The sector’s decline in some ways undermines one of the report’s premises, Gallagher said.

The report notes the large enrollments of WGU, Southern New Hampshire University and Liberty University, with the three nonprofit universities now enrolling about a third of fully online students. The crackdown on for-profits that Protopsaltis helped lead so far has not extended to nonprofits with big online enrollments. And congressional Democrats have shown little interest in tightening rules for online education, although Senator Elizabeth Warren, a Massachusetts Democrat, once asked tough questions about SNHU’s model.

To the extent that the paper by Protopsaltis and Baum can be seen as a revised blueprint for Democrats' talking points on educational innovation and federal policy, it may signal a willingness to apply scrutiny once reserved for the for-profits to big nonprofit players online, too.

In an interview, Baum said she’s in favor of strong regulation of online programs from nonprofits, particularly those that exclude adequate faculty-student interaction. “Our concern doesn’t apply only to the for-profit sector,” she said.

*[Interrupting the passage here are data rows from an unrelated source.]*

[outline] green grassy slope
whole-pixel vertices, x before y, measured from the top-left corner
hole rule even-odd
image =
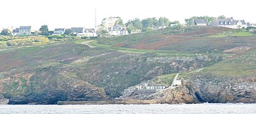
[[[224,27],[186,27],[167,28],[97,41],[99,46],[134,51],[157,50],[176,54],[222,53],[239,46],[255,46],[256,36],[248,32]],[[131,50],[131,49],[130,49]]]

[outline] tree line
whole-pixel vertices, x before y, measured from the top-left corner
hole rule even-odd
[[[115,25],[121,25],[126,27],[129,32],[131,30],[141,30],[143,31],[153,30],[153,27],[163,27],[171,25],[180,25],[178,21],[171,22],[166,17],[147,18],[141,20],[136,18],[133,20],[129,20],[127,22],[124,23],[120,17],[108,17],[105,18],[101,21],[101,24],[98,25],[99,31],[101,34],[106,34],[110,31]]]

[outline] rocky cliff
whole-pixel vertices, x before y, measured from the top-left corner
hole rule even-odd
[[[196,75],[182,79],[182,85],[151,94],[134,94],[135,87],[125,89],[122,99],[153,100],[157,103],[256,103],[256,76],[217,77]],[[132,89],[133,88],[133,89]]]

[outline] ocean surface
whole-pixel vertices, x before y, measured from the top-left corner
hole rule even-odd
[[[256,114],[256,104],[0,105],[0,113]]]

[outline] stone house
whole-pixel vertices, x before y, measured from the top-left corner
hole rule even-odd
[[[191,22],[192,26],[207,26],[208,23],[206,20],[193,20]]]
[[[19,35],[31,35],[31,26],[20,26],[18,29]]]
[[[62,35],[65,33],[65,28],[55,28],[53,31],[53,34]]]

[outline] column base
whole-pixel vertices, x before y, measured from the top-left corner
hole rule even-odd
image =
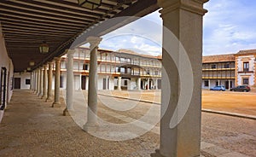
[[[51,107],[52,108],[61,108],[61,102],[53,102]]]
[[[153,154],[150,154],[151,157],[165,157],[163,155],[160,154],[160,149],[155,149],[155,152]]]
[[[52,102],[53,101],[53,98],[50,98],[50,97],[47,97],[46,99],[45,99],[45,102]]]
[[[46,96],[42,96],[41,99],[46,99],[46,97],[47,97]]]
[[[97,123],[85,123],[83,129],[86,132],[96,132],[98,130],[99,125]]]
[[[67,108],[63,111],[64,116],[73,116],[74,115],[74,110],[73,109],[67,109]]]

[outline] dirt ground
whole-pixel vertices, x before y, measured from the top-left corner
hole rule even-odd
[[[203,90],[202,108],[256,115],[256,93]]]
[[[110,91],[108,95],[160,102],[160,90]],[[202,90],[202,108],[256,115],[256,92]]]

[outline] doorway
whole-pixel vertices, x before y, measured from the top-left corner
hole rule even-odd
[[[82,90],[86,90],[86,76],[81,77],[81,82],[82,82]]]
[[[15,78],[15,89],[20,89],[20,78]]]
[[[0,110],[4,110],[6,103],[6,75],[7,69],[2,67],[1,69],[1,84],[0,84]]]

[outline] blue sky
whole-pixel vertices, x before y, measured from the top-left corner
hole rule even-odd
[[[210,0],[205,4],[203,55],[256,49],[256,1]],[[161,53],[162,20],[158,11],[103,36],[100,48]]]

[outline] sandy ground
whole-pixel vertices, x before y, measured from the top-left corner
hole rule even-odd
[[[160,91],[101,91],[112,96],[160,102]],[[256,92],[202,90],[202,108],[256,115]]]
[[[202,108],[256,115],[256,93],[203,90]]]
[[[155,101],[160,96],[159,91],[117,93]],[[214,96],[233,95],[235,98],[239,97],[237,96],[255,97],[254,93],[203,91],[203,97],[207,95],[212,100]],[[150,131],[148,127],[159,121],[160,105],[98,96],[99,118],[117,125],[112,127],[100,121],[99,135],[95,136],[81,128],[86,122],[86,91],[76,92],[77,114],[69,117],[62,116],[64,105],[53,108],[50,102],[44,102],[27,90],[15,90],[0,124],[0,156],[144,157],[159,148],[159,124]],[[244,100],[248,101],[247,97]],[[63,102],[63,98],[61,100]],[[224,98],[222,102],[226,104]],[[142,119],[145,114],[148,117]],[[134,121],[137,123],[119,127],[120,124]],[[202,113],[201,123],[201,154],[204,157],[256,156],[256,120]],[[143,133],[143,131],[147,131]],[[125,141],[108,140],[115,136],[132,137],[134,131],[143,134]]]

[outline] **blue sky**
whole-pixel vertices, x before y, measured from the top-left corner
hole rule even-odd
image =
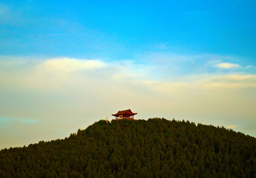
[[[256,19],[255,0],[0,0],[0,147],[128,108],[255,136]]]

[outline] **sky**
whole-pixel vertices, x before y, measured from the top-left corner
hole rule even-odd
[[[128,109],[256,137],[256,19],[250,0],[0,0],[0,148]]]

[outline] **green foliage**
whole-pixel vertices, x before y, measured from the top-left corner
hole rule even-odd
[[[68,138],[0,151],[1,178],[255,178],[256,139],[153,118],[101,120]]]

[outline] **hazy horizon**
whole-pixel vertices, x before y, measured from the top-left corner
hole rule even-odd
[[[0,148],[119,110],[256,136],[256,2],[2,0]]]

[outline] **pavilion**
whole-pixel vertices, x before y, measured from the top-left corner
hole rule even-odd
[[[137,113],[133,113],[131,112],[130,109],[128,109],[124,111],[119,111],[116,114],[112,114],[112,116],[114,116],[116,117],[116,120],[120,120],[122,119],[127,119],[128,120],[134,120],[134,115],[137,114]]]

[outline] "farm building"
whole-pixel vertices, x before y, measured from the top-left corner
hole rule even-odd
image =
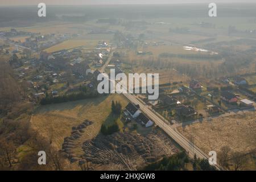
[[[246,85],[246,80],[241,76],[237,76],[234,78],[234,83],[238,85]]]
[[[215,105],[209,105],[207,106],[207,110],[211,113],[218,113],[220,111],[220,109]]]
[[[196,80],[192,80],[189,82],[189,88],[192,89],[199,89],[201,88],[201,85],[200,83]]]
[[[137,118],[138,122],[141,122],[145,127],[150,127],[154,125],[154,122],[151,121],[147,117],[146,117],[143,113],[139,114]]]
[[[237,102],[237,98],[233,93],[225,91],[221,93],[221,99],[228,103],[236,103]]]
[[[139,114],[141,113],[141,111],[139,110],[139,105],[135,105],[129,102],[125,109],[133,118],[138,117]]]
[[[176,113],[185,117],[189,117],[196,115],[197,113],[196,110],[191,106],[181,105],[176,109]]]
[[[247,99],[243,99],[240,101],[240,104],[242,106],[250,107],[253,106],[254,102]]]
[[[159,97],[160,101],[169,106],[176,106],[180,104],[176,98],[166,95],[162,95]]]

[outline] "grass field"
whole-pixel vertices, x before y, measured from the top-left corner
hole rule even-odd
[[[29,38],[28,36],[17,36],[14,38],[10,38],[11,40],[13,40],[15,42],[19,42],[20,41],[20,42],[23,43],[26,41],[26,39]]]
[[[213,119],[178,128],[187,138],[206,153],[213,150],[217,155],[223,146],[233,152],[247,154],[256,148],[255,112]],[[255,170],[255,168],[254,168]]]
[[[52,143],[60,149],[64,138],[69,136],[72,127],[83,122],[81,117],[93,122],[89,127],[90,132],[84,136],[83,141],[95,137],[102,123],[110,115],[112,100],[119,101],[123,107],[127,103],[122,95],[111,94],[97,98],[40,106],[32,117],[31,126],[40,135],[49,139],[50,132],[53,129]]]

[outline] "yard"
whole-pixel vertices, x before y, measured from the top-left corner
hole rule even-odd
[[[84,140],[96,136],[102,123],[106,121],[110,122],[108,118],[110,115],[112,100],[119,101],[123,107],[127,103],[122,95],[111,94],[97,98],[39,106],[32,117],[31,126],[46,138],[49,138],[50,133],[53,132],[53,144],[60,149],[64,138],[70,135],[73,126],[83,122],[82,118],[93,122],[90,126],[90,132],[84,136]],[[52,129],[55,129],[53,131]]]
[[[212,119],[203,122],[181,126],[179,132],[208,154],[220,152],[228,146],[233,152],[247,154],[256,148],[255,111]],[[255,170],[254,168],[250,169]]]

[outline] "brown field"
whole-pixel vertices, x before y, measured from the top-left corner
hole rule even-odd
[[[26,39],[28,38],[28,36],[17,36],[15,38],[10,38],[11,40],[13,40],[15,42],[19,42],[20,41],[20,42],[23,43],[26,41]]]
[[[72,127],[83,122],[81,117],[93,122],[89,127],[90,132],[84,136],[82,140],[90,139],[97,135],[101,124],[110,114],[110,106],[113,100],[119,101],[123,107],[127,103],[121,95],[110,95],[40,106],[32,117],[31,126],[46,138],[49,138],[52,129],[54,129],[52,133],[52,144],[57,148],[61,149],[64,138],[69,136]]]
[[[90,35],[83,36],[79,39],[74,39],[64,41],[60,44],[52,46],[44,51],[48,52],[53,52],[62,49],[69,49],[78,47],[82,46],[83,48],[94,49],[96,48],[98,42],[100,40],[109,41],[109,35],[104,36],[105,34]]]
[[[256,148],[255,111],[196,123],[178,130],[187,138],[193,138],[195,144],[207,154],[212,150],[218,154],[225,146],[232,152],[245,154]]]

Several experts said the report based too much of its conclusions on data from six or so years ago. As Gallagher said, this period was in the middle of the for-profit boom, which likely skewed the numbers and outcomes.

Likewise, the report cited declining perceptions of the quality of online education among faculty members and college administrators around the same time. That was during the peak hype around massive open online courses (MOOCs), which Gallagher said likely provoked skepticism by faculty members and others about online education, in part because of the self-pacing and automated aspects of MOOCs.

“It confused the idea of what an online program was, and the meaningful oversight of it,” said Gallagher.

In general, perceptions about online credentials have improved, Gallagher said, including among employers.

“Employers are increasingly accepting of online education and online credentials,” he said.

The report also cited a forthcoming, revised study from Caroline Hoxby, a Stanford University economist, on the problematic return on investment from fully online programs.

That research found that “fully online learning does appear to increase the rate of growth of income, but not enough to make up for the cost of the education or even, in most cases, the cost to the individual student,” according to report.

However, an earlier version of the study was controversial, with many critics pointing to perceived major flaws in its data and design.

Ray Schroeder, associate vice chancellor for online learning at the University of Illinois at Springfield, said the report by Protopsaltis and Baum painted online education with too broad a brush. For example, its comparisons between online programs and on-campus ones failed to acknowledge the low graduation rates and default rates of many traditional programs that enroll similarly high percentages of low-income, older students.

Likewise, Schroeder said the report ignored the value of subdegree credentials such as online certificates and industry certifications. And he said it did not account for the growing potential of technology like adaptive learning to boost student results online.

“The tools we have in higher education are being refined by AI, machine learning and the ways we can engage students,” said Schroeder.

For their part, Protopsaltis and Baum said they were optimistic about the utility of some of those tools.

“Technology has the potential for creating meaningful opportunities for low-income students,” Baum said. But she said the risks are too high to aggressively deregulate before more evidence is in about the effectiveness of that technology.

The report’s co-authors and its critics agreed that further research is needed on the rapidly evolving field of online education, particularly as more high-quality colleges and universities ramp up their online offerings.

The Georgia Institute of Technology gets a nod in the report for its online master’s degree in computer science, which Baum and Protopsaltis said appears to be expanding access in an affordable and valuable way. Yet Gallagher said little research has been done about the rapid growth of similar online master’s programs in recent years.

“There’s huge momentum for online education,” he said.